Abstract: In this paper, an efficient, fully-parallel Network of Programmable Logic Array (NPLA)-based realization of iterative decoders for structured LDPC codes is presented. The LDPC codes are developed in tandem with the underlying VLSI implementation technique, without compromising chip design constraints. The codes are based on a novel modification of array codes. This design methodology results in reduced routing congestion, a major problem in prior approaches. The operating power, delay and chip-size of the circuits are estimated, indicating that this implementation significantly outperforms presently used standard-cell based architectures. The described LDPC design method can accommodate widely different requirements, such as those arising from recording and wireless channel applications.

#### 1. Introduction

One of the most promising capacity-approaching errorcontrol techniques in communication theory is coding with Low-Density Parity-Check (LDPC) matrices, coupled with decoding on a graphical representation of the code. Long, random-like LDPC codes offer the best quality error-control performance for a wide range of applications. In addition to their excellent performance, LDPC codes are endowed with an inherently parallel, linear time-complexity decoding algorithm. This makes them amenable for use with parallel VLSI architectures. The primary limiting factor of most known parallel designs is wireability, which arises due to the complexity of the graph interconnection rules of random-like LDPC codes. Additional problems arise from the fact that random-like LDPC codes also require large block sizes for good error correction performance, leading to prohibitively large chip sizes. Despite these bottlenecks, there were several attempts to develop high throughput implementations and implementation-oriented code constructions [1,5,9,10]. The drawback of most of the proposed techniques is that the code-design and VLSI implementation issues are considered in a somewhat decoupled manner, resulting in increased chip dimension and reduced data throughputs. As an example, the standard-cell based approach adopted in [1] has a die area of 7.5 mm x 7 mm for a rate 1/2 code of relatively short length; the design strategy followed in that and some other reports is based on choosing some known random or structured coding scheme, and developing a good implementation for it [1.5.9.10]. Strategies of this type most often rely on utilizing optimization techniques that fail to be efficient for code lengths beyond several hundreds. Besides, they do not address the need of high throughput, low-to-moderate redundancy codecs used in recording and wireless communication systems. Furthermore, for the applications mentioned above, the decoder is usually only one part of a significantly larger system incorporating other blocks such as channel detectors. Hence, it becomes even more important to make the coder/decoder designs as efficient as possible.

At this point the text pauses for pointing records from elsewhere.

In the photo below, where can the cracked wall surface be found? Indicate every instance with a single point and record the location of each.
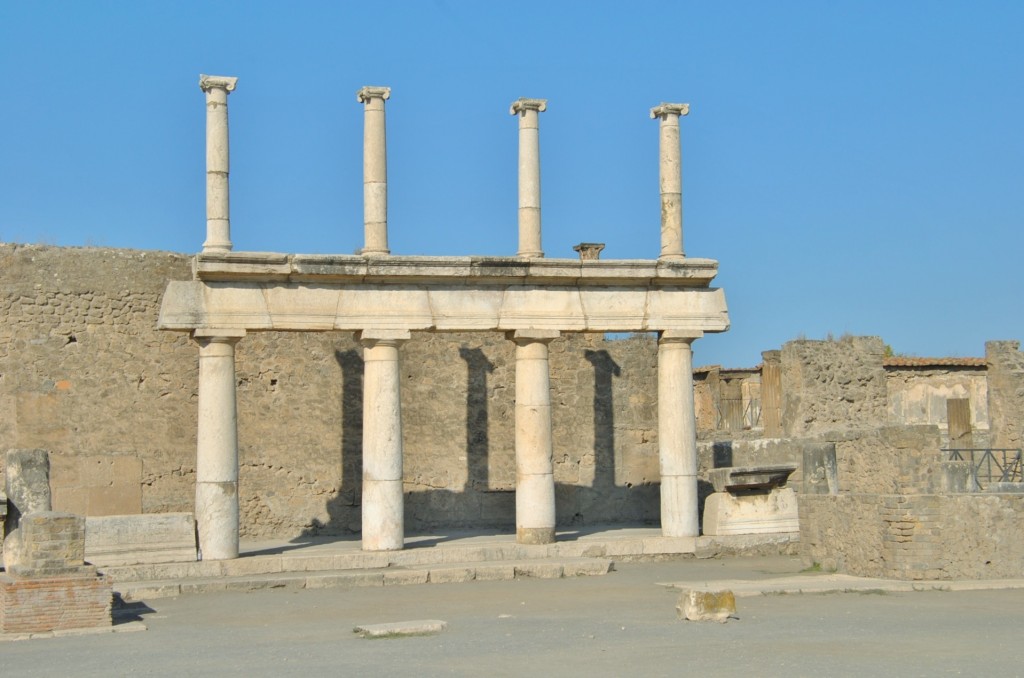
(85, 374)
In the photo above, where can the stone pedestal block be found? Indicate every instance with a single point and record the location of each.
(756, 513)
(707, 605)
(27, 479)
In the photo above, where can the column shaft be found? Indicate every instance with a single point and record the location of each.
(217, 450)
(677, 436)
(383, 510)
(535, 495)
(374, 170)
(529, 175)
(218, 227)
(670, 178)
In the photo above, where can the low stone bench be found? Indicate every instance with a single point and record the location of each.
(751, 500)
(139, 539)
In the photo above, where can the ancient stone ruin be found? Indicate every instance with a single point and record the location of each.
(374, 394)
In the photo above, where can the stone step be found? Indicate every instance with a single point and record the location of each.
(251, 564)
(449, 573)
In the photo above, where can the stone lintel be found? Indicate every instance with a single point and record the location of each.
(227, 83)
(532, 335)
(218, 333)
(444, 305)
(681, 335)
(521, 104)
(374, 334)
(267, 266)
(369, 92)
(670, 110)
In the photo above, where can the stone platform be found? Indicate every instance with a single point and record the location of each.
(453, 557)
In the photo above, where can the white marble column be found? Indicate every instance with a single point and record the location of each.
(670, 177)
(529, 175)
(218, 224)
(217, 446)
(383, 510)
(535, 489)
(677, 442)
(374, 170)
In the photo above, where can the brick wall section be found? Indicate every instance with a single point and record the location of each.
(84, 374)
(914, 537)
(37, 605)
(828, 385)
(1006, 392)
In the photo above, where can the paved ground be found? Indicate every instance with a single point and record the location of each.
(621, 624)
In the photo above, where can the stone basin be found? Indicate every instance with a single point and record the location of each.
(751, 477)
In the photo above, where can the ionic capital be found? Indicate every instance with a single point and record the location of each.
(226, 83)
(522, 104)
(367, 93)
(670, 110)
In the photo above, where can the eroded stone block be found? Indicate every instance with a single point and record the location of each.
(707, 605)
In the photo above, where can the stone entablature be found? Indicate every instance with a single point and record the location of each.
(261, 291)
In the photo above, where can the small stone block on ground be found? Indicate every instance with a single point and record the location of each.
(397, 629)
(697, 605)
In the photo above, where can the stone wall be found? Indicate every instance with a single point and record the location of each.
(84, 374)
(1006, 392)
(829, 385)
(914, 537)
(918, 395)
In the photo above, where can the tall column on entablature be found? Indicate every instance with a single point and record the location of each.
(217, 446)
(677, 441)
(374, 170)
(383, 511)
(670, 177)
(535, 479)
(529, 175)
(218, 223)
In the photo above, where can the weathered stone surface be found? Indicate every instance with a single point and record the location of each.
(27, 478)
(54, 603)
(828, 385)
(1006, 392)
(127, 540)
(49, 544)
(751, 477)
(416, 628)
(86, 375)
(697, 605)
(820, 470)
(757, 513)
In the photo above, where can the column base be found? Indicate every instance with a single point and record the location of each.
(535, 535)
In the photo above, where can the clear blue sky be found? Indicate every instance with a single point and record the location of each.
(853, 167)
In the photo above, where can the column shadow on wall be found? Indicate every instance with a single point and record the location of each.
(480, 508)
(343, 509)
(580, 509)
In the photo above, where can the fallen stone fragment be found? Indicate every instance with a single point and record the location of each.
(707, 605)
(397, 629)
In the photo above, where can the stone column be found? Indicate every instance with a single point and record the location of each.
(535, 485)
(218, 224)
(529, 175)
(670, 178)
(677, 441)
(217, 446)
(383, 510)
(374, 170)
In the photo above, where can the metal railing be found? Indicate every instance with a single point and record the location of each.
(990, 464)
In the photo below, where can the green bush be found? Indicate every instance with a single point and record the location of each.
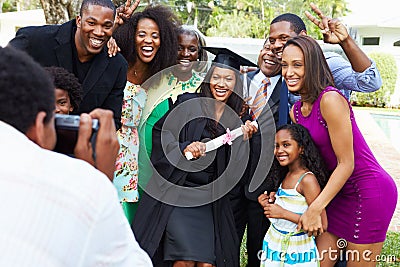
(386, 65)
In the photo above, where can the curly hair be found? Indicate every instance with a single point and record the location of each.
(67, 81)
(192, 31)
(26, 90)
(167, 23)
(234, 101)
(310, 158)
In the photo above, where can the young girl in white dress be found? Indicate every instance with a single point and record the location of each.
(300, 173)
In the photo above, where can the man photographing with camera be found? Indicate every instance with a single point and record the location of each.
(58, 210)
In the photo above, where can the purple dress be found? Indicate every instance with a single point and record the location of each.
(362, 210)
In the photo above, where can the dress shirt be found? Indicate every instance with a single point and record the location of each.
(59, 211)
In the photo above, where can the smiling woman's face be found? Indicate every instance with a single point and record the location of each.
(222, 83)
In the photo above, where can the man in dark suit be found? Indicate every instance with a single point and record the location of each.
(80, 47)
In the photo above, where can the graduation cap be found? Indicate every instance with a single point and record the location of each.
(227, 57)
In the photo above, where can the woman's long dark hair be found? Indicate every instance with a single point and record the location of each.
(310, 158)
(235, 102)
(317, 72)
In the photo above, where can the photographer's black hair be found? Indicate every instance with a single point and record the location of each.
(25, 90)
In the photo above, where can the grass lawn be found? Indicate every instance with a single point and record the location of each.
(390, 251)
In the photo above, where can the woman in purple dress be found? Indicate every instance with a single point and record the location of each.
(360, 196)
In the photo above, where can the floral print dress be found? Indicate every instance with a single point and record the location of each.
(126, 173)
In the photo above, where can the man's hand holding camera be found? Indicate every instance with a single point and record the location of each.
(107, 145)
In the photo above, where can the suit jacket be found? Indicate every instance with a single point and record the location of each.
(52, 45)
(262, 153)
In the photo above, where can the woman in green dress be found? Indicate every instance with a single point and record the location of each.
(147, 41)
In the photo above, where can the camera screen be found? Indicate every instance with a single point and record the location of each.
(66, 141)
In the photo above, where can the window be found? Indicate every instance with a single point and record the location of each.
(370, 40)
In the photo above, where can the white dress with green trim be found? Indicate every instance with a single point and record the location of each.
(283, 245)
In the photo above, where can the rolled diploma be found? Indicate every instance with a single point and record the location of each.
(217, 142)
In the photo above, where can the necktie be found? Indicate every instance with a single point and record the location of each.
(260, 99)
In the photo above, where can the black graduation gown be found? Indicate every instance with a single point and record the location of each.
(152, 215)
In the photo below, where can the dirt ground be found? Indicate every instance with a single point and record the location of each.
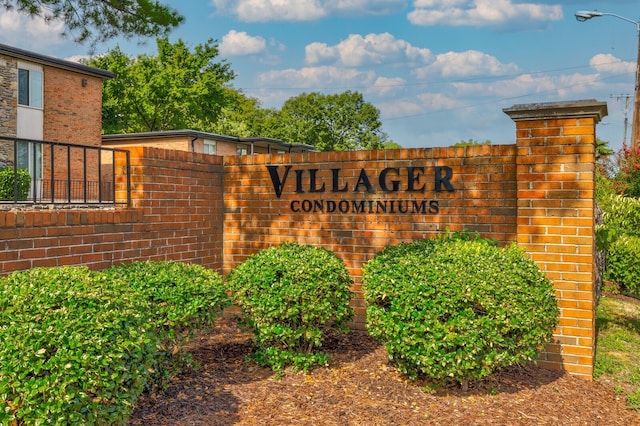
(360, 387)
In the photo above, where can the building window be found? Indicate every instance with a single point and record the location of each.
(210, 147)
(30, 88)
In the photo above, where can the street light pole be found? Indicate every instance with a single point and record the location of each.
(584, 15)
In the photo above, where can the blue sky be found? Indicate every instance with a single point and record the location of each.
(439, 71)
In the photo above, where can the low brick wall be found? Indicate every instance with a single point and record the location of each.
(175, 215)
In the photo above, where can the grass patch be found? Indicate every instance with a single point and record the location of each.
(618, 347)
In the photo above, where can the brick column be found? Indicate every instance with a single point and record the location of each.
(555, 223)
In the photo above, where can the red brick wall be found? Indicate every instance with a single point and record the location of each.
(72, 113)
(217, 211)
(176, 214)
(483, 200)
(538, 193)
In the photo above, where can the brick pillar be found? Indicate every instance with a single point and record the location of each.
(555, 224)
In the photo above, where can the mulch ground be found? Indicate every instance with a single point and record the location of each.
(360, 387)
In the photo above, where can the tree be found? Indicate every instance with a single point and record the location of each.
(244, 117)
(337, 122)
(178, 89)
(101, 20)
(603, 149)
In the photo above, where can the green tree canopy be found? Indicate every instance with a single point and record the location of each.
(101, 20)
(177, 89)
(336, 122)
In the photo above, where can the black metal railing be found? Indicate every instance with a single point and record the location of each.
(63, 173)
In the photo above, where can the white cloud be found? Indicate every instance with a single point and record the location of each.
(499, 13)
(463, 64)
(610, 64)
(357, 50)
(438, 101)
(386, 85)
(239, 43)
(308, 10)
(544, 87)
(310, 78)
(399, 108)
(16, 29)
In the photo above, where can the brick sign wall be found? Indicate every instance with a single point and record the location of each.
(215, 211)
(538, 193)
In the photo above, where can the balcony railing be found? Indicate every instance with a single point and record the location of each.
(63, 173)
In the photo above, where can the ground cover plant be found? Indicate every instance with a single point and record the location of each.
(291, 295)
(8, 186)
(79, 347)
(618, 346)
(458, 308)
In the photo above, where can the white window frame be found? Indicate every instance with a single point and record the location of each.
(35, 85)
(210, 147)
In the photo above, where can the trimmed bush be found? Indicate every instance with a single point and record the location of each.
(459, 309)
(7, 179)
(79, 347)
(76, 348)
(623, 264)
(186, 297)
(290, 295)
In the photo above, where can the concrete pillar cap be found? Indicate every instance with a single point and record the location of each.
(557, 110)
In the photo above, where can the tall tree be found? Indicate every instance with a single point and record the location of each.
(177, 89)
(336, 122)
(101, 20)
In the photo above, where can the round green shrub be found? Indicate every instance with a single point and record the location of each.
(454, 309)
(76, 348)
(184, 296)
(290, 295)
(623, 264)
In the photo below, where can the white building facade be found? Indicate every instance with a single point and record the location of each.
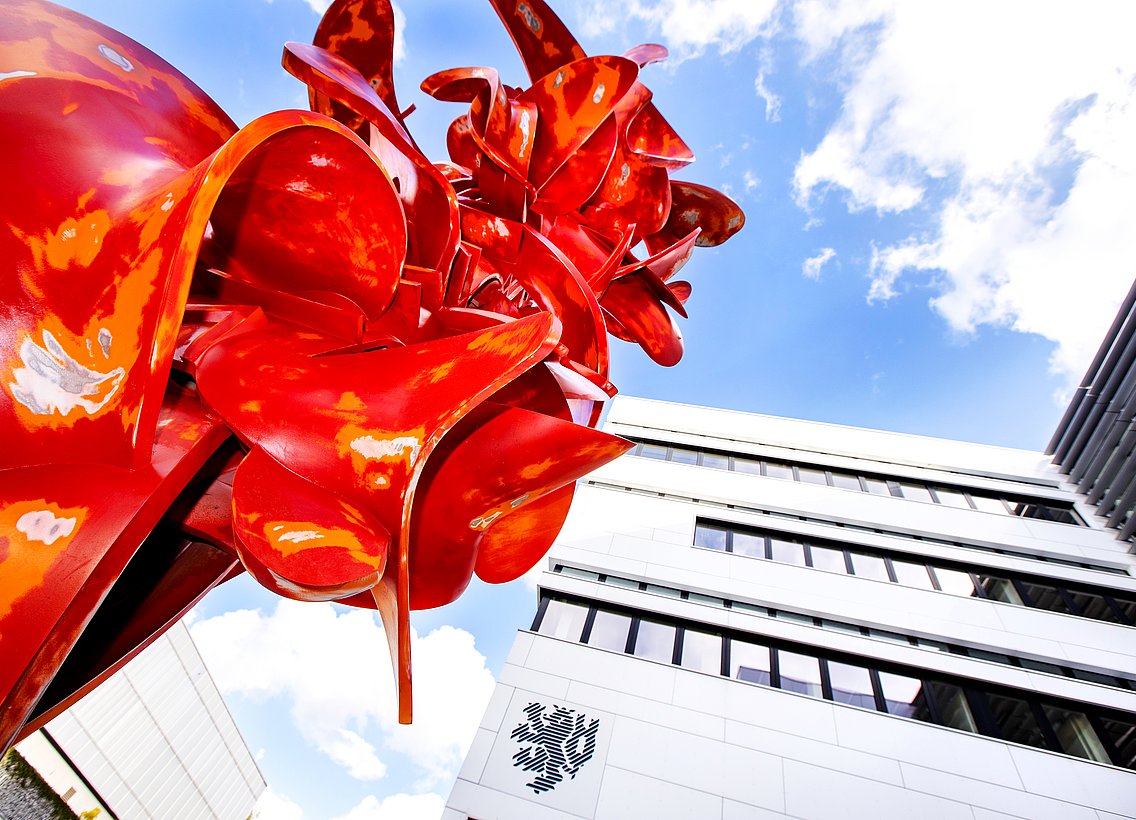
(754, 617)
(153, 742)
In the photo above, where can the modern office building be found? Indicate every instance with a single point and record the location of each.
(155, 742)
(756, 617)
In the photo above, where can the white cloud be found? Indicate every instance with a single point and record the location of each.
(1015, 131)
(274, 805)
(398, 806)
(811, 267)
(400, 26)
(334, 670)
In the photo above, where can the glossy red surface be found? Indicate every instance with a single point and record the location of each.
(300, 344)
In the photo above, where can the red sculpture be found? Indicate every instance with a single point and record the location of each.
(300, 348)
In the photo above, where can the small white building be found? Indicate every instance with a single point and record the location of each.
(153, 742)
(757, 617)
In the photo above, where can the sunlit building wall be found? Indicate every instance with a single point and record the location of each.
(756, 617)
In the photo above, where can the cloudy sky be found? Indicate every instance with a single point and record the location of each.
(940, 200)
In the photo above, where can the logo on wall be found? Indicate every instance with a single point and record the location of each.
(559, 742)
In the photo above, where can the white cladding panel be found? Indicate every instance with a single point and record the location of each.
(691, 744)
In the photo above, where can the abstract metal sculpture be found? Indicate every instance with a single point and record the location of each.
(300, 348)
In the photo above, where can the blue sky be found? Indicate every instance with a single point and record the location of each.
(961, 175)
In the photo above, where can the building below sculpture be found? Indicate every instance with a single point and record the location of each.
(756, 617)
(153, 742)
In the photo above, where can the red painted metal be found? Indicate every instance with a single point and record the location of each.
(301, 345)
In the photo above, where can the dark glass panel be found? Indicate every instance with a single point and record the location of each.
(749, 661)
(710, 537)
(564, 620)
(1075, 734)
(609, 630)
(1016, 720)
(851, 684)
(749, 544)
(702, 651)
(656, 641)
(799, 672)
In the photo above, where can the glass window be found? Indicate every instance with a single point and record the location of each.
(903, 695)
(827, 559)
(876, 486)
(911, 574)
(999, 590)
(710, 537)
(778, 469)
(750, 466)
(845, 480)
(951, 498)
(916, 492)
(749, 661)
(716, 460)
(799, 672)
(988, 503)
(564, 620)
(954, 710)
(1016, 720)
(1075, 734)
(787, 551)
(683, 455)
(811, 475)
(869, 566)
(656, 641)
(851, 684)
(702, 651)
(750, 544)
(1122, 735)
(954, 582)
(609, 630)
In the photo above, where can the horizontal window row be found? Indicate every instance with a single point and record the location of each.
(954, 579)
(852, 628)
(1076, 729)
(865, 483)
(877, 530)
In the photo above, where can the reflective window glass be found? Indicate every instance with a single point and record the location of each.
(827, 559)
(951, 498)
(867, 566)
(716, 460)
(1016, 720)
(851, 684)
(877, 486)
(999, 590)
(799, 672)
(751, 466)
(845, 480)
(749, 661)
(702, 651)
(988, 503)
(656, 641)
(609, 630)
(911, 574)
(954, 582)
(811, 475)
(1075, 734)
(749, 544)
(564, 620)
(777, 469)
(954, 710)
(710, 537)
(683, 455)
(903, 695)
(916, 492)
(787, 551)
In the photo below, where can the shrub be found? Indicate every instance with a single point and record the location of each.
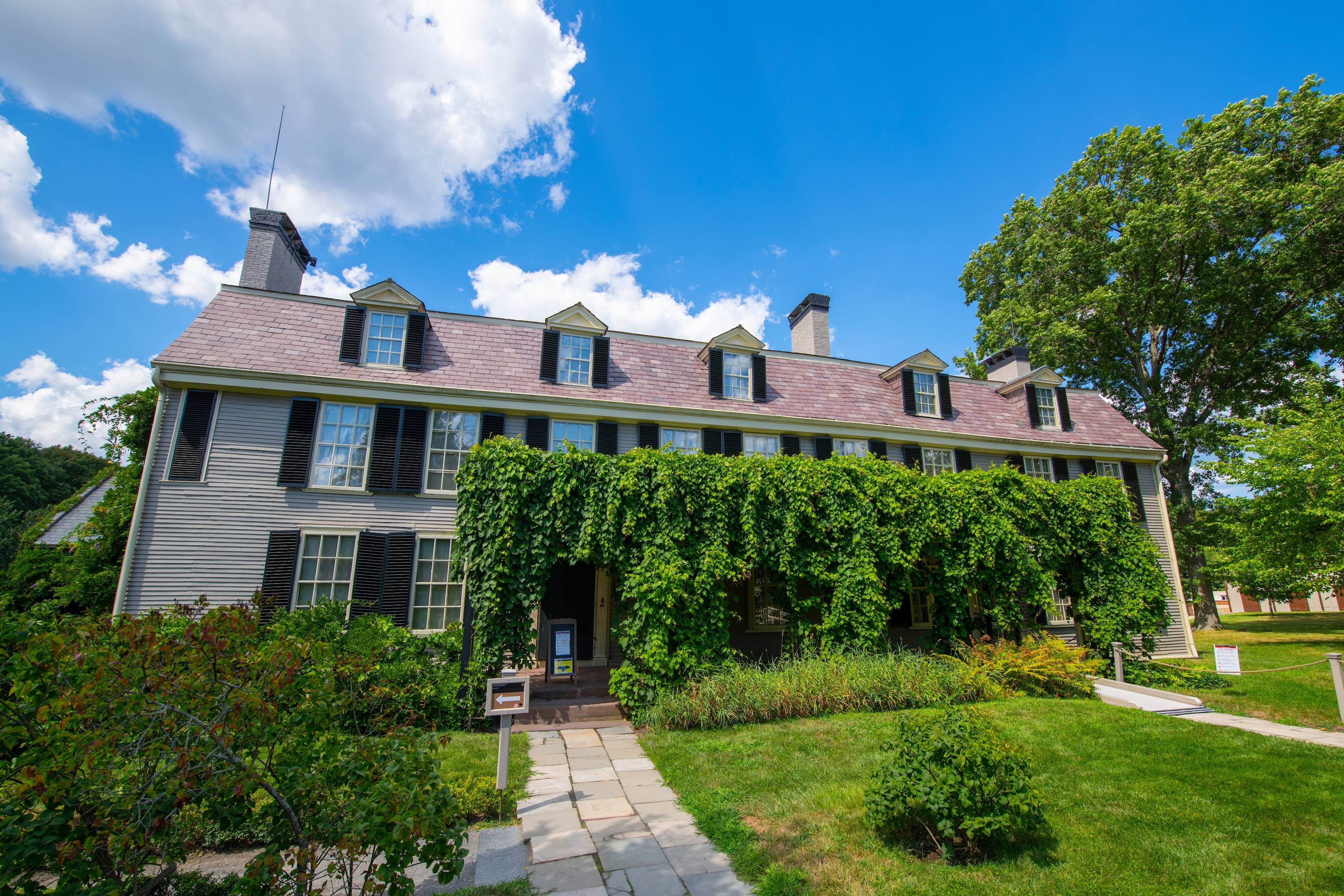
(1040, 667)
(816, 686)
(1164, 676)
(949, 782)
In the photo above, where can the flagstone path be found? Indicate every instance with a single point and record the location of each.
(601, 822)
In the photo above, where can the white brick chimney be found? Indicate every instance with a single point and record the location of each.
(276, 256)
(810, 324)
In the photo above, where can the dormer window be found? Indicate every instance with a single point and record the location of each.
(385, 336)
(576, 359)
(926, 394)
(1046, 409)
(737, 375)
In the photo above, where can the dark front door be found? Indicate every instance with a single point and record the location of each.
(569, 596)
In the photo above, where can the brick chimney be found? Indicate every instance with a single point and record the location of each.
(1008, 365)
(810, 324)
(276, 257)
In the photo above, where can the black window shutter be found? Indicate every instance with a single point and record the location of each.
(382, 453)
(945, 397)
(411, 453)
(396, 601)
(189, 452)
(1066, 421)
(550, 354)
(413, 352)
(353, 335)
(277, 578)
(539, 433)
(908, 391)
(717, 371)
(1131, 471)
(601, 360)
(370, 559)
(492, 425)
(607, 437)
(1033, 409)
(299, 444)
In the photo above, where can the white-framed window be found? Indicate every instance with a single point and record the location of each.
(326, 569)
(451, 436)
(737, 375)
(682, 441)
(921, 608)
(342, 453)
(580, 436)
(764, 614)
(926, 394)
(763, 445)
(1046, 407)
(939, 461)
(576, 359)
(436, 598)
(384, 338)
(1038, 468)
(850, 448)
(1062, 609)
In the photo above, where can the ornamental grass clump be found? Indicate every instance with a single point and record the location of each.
(949, 784)
(815, 686)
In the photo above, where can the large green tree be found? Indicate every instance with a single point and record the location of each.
(1190, 282)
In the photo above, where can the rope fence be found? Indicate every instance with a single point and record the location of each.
(1336, 662)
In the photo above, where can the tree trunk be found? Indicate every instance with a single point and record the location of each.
(1193, 556)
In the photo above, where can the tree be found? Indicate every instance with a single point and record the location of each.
(1189, 282)
(1288, 538)
(109, 729)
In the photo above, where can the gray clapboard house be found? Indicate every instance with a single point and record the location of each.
(307, 447)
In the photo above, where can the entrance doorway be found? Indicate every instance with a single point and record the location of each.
(569, 596)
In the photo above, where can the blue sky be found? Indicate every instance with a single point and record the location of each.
(753, 152)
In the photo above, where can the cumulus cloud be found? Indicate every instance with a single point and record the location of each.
(53, 401)
(608, 288)
(393, 107)
(557, 195)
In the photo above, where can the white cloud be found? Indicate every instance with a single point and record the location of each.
(51, 405)
(557, 195)
(393, 107)
(608, 288)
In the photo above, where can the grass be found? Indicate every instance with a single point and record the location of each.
(816, 686)
(1138, 804)
(1296, 698)
(468, 766)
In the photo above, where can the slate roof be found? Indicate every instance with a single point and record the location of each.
(245, 331)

In this paper we address the problem of LDPC code construction and VLSI implementation from a different and significantly broader perspective. The crux of our approach is that VLSI implementation-aware code design can lead to an exceptional increase in data throughputs and overall efficiency by means of a careful choice of VLSI implementation and circuit design techniques. In this context, joint optimization of code-related and hardware imposed code-constraints is performed. The first set of constraints includes characteristics such as large girth and large minimum distance of the codes; the second set of constraints is related to VLSI issues such as routing congestion, crosstalk minimization, uniform processing delay in one iteration, power conservation, and chip size reduction. The approach proposed in this work is to devise a fully parallel implementation based on the use of an NPLA. Implementing a circuit using medium sized PLAs was shown to result in fast and area efficient systems [2,3]. The Check/Variable nodes in an LDPC decoder can be decomposed into such a network resulting in the ability to implement fully parallel LDPC decoders in an efficient manner. This fully parallel implementation also eliminates the need for storing the code description in memory - the code structure is implicit in the wiring of the chip itself. The presented results indicate that the PLA-based designs have a very small chip size and low power consumption even for codes of large rate and that they offer a high level of operational flexibility. The system throughput is limited by the rate at which the integrated circuit (IC) is able to read in serial data (approximately 10Gbps), but it can accommodate orders of magnitude larger serial data rates.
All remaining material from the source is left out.